The southwestern Ohio city of Oxford will never be mistaken for Tuscaloosa or South Bend, but Oxford's place in football history is undeniable -- and seemingly growing every year.
In fact, Miami of Ohio, the university situated in that city of about 22,000, has had such a prolific run of alumni who have gone on to success as coaches that a series of statues outside the school's Yager Stadium recognizes Miami as "the Cradle of Coaches."
The display that includes Paul Brown, Bo Schembechler, Weeb Ewbank, Earl "Red" Blaik, Carm Cozza, Paul Dietzel and John Pont, is about to get another: John Harbaugh.
Miami announced that Harbaugh, a 1984 graduate of the school, will be formally inducted into the university's Cradle of Coaches and will be immortalized with a life-size bronze statue. The statue will portray Harbaugh as coach of the Super Bowl champion Ravens, according to the university, and the dedication of the statue and Harbaugh's formal induction will take place in early 2014.
The statues at the Cradle of Coaches Plaza honor Miami graduates who have earned recognition as national collegiate or professional coaches of the year, who have been inducted into the College Football Hall of Fame or the Pro Football Hall of Fame, or whose teams won national collegiate or Super Bowl championships.
Harbaugh joins Ewbank among Miami alums who won the Super Bowl as coaches; Brown won three NFL titles in the 1950s as the head coach of the Browns before the Super Bowl existed, and Ewbank won a pair of NFL titles with the former Baltimore Colts as well.

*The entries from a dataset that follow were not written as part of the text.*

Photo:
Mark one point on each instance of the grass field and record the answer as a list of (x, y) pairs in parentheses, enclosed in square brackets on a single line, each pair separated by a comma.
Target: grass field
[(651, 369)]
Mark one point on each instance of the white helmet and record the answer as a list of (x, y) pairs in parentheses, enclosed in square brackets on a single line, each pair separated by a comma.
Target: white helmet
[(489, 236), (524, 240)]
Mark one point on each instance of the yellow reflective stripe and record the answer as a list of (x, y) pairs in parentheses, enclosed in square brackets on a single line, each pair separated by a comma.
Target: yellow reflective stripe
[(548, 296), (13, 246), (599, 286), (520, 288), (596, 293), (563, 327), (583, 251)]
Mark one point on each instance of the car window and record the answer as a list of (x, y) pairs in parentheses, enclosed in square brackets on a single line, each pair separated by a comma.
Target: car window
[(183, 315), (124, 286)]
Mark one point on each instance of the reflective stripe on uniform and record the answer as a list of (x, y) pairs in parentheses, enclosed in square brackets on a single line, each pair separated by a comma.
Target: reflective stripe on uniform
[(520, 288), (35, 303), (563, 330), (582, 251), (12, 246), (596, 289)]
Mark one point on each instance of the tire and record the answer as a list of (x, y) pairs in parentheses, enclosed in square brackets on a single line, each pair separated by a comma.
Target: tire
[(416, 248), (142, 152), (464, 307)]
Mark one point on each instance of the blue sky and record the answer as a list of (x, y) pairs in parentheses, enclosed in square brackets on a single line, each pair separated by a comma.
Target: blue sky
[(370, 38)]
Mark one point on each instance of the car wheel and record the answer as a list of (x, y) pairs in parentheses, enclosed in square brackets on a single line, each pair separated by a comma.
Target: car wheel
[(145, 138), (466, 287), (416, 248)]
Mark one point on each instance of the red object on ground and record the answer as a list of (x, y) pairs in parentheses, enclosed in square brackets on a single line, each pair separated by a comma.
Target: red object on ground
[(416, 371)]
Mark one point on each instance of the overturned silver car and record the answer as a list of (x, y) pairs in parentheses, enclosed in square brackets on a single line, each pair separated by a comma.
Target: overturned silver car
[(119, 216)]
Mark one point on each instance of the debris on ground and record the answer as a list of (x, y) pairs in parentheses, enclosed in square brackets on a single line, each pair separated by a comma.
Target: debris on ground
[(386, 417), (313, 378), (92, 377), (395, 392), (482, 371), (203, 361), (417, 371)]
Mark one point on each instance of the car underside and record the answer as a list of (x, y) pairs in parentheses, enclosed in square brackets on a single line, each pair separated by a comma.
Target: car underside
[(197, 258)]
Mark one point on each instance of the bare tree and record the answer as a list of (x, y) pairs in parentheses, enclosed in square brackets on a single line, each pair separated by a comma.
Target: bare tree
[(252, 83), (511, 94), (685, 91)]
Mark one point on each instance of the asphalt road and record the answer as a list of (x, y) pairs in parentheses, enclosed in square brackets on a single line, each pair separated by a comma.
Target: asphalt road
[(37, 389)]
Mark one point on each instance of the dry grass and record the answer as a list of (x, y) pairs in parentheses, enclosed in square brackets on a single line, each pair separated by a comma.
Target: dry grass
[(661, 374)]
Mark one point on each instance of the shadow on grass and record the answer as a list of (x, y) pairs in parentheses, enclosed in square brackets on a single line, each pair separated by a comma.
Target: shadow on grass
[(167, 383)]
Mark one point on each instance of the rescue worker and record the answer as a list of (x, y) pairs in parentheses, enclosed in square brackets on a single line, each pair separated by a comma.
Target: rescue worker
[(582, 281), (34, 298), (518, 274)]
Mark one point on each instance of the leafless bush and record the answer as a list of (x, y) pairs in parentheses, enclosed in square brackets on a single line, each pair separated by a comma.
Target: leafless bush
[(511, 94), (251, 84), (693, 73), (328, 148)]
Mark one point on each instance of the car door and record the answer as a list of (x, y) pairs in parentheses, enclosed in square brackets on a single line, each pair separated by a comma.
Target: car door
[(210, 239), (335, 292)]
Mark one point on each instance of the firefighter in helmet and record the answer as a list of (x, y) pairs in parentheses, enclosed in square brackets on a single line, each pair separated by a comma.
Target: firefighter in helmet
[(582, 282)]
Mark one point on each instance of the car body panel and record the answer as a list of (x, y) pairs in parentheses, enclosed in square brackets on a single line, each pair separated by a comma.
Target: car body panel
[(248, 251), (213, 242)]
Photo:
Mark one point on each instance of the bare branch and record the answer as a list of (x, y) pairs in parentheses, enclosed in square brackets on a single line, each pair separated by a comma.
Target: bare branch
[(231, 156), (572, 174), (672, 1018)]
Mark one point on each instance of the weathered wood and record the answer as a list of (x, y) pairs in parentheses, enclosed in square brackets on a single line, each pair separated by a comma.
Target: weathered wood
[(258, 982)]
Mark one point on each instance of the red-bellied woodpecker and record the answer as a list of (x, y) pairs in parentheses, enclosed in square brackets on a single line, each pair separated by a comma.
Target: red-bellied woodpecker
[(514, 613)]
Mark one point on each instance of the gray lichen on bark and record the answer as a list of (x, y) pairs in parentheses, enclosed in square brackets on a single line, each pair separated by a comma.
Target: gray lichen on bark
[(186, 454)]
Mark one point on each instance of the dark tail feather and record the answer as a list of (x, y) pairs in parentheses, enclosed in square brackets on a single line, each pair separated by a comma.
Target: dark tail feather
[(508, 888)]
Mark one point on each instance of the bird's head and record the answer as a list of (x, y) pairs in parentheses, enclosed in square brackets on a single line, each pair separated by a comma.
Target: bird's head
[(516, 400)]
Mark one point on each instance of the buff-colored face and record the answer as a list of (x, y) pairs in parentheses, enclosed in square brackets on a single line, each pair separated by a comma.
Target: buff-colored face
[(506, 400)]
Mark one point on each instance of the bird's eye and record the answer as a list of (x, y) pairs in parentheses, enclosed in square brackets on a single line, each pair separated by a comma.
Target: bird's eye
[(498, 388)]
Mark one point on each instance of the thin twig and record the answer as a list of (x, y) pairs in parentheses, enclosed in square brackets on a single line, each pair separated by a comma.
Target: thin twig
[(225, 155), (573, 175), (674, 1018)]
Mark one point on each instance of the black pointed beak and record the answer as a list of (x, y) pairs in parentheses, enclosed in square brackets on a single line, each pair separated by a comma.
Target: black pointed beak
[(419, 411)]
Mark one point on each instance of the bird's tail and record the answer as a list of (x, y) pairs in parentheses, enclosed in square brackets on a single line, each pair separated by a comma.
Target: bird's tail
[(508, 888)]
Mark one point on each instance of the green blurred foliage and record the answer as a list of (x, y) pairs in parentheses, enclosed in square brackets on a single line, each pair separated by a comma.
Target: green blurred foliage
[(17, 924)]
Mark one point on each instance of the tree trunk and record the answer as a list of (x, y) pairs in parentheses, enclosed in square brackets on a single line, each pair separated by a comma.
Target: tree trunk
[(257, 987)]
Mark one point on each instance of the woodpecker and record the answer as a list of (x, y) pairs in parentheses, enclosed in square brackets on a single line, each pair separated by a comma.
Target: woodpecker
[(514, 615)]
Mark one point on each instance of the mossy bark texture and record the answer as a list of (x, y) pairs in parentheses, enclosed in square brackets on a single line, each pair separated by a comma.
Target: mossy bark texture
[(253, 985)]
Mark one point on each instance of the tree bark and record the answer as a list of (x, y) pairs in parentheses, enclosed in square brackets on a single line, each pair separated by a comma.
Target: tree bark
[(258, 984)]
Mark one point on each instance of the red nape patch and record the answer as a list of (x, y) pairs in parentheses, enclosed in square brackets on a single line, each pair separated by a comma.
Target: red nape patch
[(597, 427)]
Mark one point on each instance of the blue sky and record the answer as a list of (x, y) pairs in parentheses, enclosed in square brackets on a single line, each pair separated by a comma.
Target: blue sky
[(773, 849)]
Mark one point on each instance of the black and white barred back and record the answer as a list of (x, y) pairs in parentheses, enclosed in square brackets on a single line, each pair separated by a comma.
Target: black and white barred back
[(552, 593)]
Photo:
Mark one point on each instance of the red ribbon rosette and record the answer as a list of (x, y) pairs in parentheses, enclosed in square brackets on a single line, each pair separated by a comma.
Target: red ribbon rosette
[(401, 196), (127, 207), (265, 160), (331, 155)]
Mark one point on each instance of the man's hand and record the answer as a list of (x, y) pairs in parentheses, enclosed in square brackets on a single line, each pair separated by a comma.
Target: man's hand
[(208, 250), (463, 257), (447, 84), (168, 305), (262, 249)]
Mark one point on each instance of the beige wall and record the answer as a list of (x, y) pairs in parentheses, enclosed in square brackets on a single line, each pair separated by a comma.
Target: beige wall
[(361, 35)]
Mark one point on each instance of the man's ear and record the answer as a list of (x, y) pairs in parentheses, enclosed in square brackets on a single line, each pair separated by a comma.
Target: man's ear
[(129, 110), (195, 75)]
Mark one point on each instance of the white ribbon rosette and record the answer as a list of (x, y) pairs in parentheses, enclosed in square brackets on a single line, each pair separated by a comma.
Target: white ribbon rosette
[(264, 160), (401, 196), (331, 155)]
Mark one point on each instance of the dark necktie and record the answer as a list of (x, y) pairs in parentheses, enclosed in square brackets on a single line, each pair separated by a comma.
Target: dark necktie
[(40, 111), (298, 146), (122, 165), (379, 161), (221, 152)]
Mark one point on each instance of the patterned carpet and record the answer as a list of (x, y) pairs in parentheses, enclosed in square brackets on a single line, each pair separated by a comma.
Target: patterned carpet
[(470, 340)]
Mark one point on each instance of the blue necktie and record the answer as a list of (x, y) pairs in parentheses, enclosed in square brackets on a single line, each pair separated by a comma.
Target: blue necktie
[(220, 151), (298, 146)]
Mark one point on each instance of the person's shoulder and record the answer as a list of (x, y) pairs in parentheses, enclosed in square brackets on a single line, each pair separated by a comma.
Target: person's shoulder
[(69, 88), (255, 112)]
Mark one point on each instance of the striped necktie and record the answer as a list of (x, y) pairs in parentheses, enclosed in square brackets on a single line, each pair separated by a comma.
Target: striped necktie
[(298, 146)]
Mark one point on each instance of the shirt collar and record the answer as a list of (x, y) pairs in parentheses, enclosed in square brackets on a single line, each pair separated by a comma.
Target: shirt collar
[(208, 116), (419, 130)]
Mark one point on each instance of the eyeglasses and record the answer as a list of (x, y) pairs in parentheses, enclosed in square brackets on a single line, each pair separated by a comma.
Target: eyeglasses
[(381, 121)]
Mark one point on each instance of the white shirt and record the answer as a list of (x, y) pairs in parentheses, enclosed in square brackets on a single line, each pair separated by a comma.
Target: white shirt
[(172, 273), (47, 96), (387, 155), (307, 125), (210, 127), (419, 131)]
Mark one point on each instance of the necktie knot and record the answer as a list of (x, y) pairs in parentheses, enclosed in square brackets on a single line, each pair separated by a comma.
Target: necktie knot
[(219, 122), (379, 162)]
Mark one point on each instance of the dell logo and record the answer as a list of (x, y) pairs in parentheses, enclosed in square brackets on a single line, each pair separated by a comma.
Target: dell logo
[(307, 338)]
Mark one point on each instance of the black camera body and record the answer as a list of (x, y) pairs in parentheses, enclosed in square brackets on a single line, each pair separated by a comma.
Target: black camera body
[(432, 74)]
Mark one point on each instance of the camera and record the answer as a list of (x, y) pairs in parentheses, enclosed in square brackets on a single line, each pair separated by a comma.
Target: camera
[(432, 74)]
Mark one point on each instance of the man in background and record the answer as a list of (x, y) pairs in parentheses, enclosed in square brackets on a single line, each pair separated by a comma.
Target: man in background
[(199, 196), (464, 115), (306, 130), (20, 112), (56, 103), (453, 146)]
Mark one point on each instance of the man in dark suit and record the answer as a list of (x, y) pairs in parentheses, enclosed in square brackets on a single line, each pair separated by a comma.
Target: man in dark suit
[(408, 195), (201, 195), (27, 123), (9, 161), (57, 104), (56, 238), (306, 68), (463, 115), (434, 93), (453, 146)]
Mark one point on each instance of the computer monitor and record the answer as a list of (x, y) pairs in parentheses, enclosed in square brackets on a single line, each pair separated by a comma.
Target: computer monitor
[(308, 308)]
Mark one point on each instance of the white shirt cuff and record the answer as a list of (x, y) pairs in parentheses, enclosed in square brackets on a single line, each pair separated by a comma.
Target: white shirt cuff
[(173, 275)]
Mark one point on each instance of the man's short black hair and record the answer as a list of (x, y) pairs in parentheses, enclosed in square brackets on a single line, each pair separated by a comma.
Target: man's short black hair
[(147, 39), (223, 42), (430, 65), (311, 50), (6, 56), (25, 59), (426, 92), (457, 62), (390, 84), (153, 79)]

“Miami is a very special place and as anyone who played or coached at Miami knows that the Cradle of Coaches is a great honor,” Harbaugh said in a statement. “To me, there is no greater recognition in coaching. To be included with these great men is something only dreamed about. I am most grateful to Miami, which is to say the coaches, teammates and professors that made a positive impact on an impressionable young guy.
The Ravens coach, who faced his brother Jim in the Super Bowl, continued about the importance of his coaches at Miami of Ohio.
"Coach (Tom) Reed gave me an opportunity and taught me important lessons about becoming a man," Harbaugh said. "Coach (Jay) Fry pushed and supported us. There are great teachers and many friends that I cherish to this day. Miami is the people who have made the difference in so many lives."
While Harbaugh was at Miami, incidentally, the team's defensive coordinator was current Ravens defensive coordinator Dean Pees. Harbaugh then began his coaching career at Western Michigan under his father, Jack.
"Whole-hearted thanks to the current administration and board for such a wonderful gesture," Harbaugh added. "I will be forever grateful to Miami.”